In a major boost to rollout commercial internet services, Britain-based tech company OneWeb has taken the giant lead by driving 36 satellites into orbit of the northern hemisphere. The move is likely to pave the way for opening up commercial internet services later this year.
OneWeb, at present, has more than 200 satellites in orbit as part of push to provide a global internet service. The company in a statement on Thursday said the launch from Russia’s Far East would allow it to offer connectivity everywhere north of 50 degrees latitude.
According to the global tech giant, the launch will bring full internet connectivity to the United Kingdom, Alaska, Northern Europe, Greenland, Iceland, continental US, the Arctic Seas and Canada.
The company plans to offer commercial service by the end of 2021 and expand operations globally next year. “Service demonstrations will begin in several key locations this summer, including in Alaska and Canada,” the company said.
Earlier on Thursday the satellites were blasted into orbit by a Soyuz rocket from Russia’s Vostochny cosmodrome. The rocket bore the message “Hello North Pole” on it, OneWeb said.
The remote energy-rich Arctic region, which has poor communications infrastructure, has taken on greater significance for world powers as ice has melted due to climate change.

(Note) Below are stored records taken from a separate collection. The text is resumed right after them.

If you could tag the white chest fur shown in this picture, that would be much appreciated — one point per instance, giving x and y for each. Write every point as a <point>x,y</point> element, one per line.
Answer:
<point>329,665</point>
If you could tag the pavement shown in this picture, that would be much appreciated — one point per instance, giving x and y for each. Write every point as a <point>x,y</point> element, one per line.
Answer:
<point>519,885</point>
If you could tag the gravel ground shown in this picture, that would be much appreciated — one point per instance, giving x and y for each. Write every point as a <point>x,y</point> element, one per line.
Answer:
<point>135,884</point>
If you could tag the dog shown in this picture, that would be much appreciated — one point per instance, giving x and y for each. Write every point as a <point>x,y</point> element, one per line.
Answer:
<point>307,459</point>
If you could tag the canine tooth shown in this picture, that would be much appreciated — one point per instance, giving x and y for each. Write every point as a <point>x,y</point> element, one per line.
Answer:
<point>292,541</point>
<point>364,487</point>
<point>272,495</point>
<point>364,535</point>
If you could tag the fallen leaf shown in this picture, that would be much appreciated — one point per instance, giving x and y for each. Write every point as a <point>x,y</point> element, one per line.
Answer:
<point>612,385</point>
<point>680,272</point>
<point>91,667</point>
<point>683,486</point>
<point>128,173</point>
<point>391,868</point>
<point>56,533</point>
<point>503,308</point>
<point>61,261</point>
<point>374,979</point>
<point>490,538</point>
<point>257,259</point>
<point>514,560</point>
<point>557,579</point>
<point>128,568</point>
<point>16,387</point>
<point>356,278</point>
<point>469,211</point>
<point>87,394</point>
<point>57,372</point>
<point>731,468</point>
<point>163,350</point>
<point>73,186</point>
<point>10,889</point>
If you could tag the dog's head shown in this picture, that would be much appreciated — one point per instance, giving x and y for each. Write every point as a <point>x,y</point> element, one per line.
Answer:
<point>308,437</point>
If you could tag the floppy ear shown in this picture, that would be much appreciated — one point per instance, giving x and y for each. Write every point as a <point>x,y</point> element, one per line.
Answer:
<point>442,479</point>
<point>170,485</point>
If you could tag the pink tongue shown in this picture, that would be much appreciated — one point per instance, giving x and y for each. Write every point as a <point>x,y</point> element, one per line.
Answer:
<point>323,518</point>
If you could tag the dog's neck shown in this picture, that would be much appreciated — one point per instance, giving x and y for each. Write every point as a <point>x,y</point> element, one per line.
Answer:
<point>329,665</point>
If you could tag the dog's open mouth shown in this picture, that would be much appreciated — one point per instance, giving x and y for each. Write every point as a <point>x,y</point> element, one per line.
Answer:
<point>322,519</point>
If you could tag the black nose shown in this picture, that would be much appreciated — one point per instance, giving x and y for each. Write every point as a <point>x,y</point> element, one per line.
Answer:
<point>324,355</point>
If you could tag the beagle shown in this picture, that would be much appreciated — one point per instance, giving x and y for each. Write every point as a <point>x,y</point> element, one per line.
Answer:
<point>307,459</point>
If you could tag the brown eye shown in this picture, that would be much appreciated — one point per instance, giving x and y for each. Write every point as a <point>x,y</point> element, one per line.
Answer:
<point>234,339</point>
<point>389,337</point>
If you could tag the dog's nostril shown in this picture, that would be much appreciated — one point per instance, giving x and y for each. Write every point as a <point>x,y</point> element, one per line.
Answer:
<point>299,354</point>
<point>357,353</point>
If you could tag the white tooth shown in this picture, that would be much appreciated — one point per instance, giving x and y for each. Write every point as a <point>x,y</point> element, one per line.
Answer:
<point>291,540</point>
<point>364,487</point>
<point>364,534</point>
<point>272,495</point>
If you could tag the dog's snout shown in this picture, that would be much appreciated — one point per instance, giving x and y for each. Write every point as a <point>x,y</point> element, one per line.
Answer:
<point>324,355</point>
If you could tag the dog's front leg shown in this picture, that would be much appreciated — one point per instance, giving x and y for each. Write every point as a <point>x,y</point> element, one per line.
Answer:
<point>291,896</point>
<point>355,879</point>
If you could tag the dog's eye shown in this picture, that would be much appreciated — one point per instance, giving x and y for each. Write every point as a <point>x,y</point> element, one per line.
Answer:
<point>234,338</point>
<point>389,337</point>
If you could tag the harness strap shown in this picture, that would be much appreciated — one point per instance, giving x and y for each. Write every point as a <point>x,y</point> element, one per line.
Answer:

OneWeb resumed satellite launches in December after emerging from bankruptcy protection with $1 billion in equity investment from a consortium of the British government and India’s Bharti Enterprises.
It has also received investment from Japan’s Softbank and Eutelsat Communications, and further financing from Bharti. OneWeb said on Tuesday it was fully-funded and had secured $2.4 billion in total.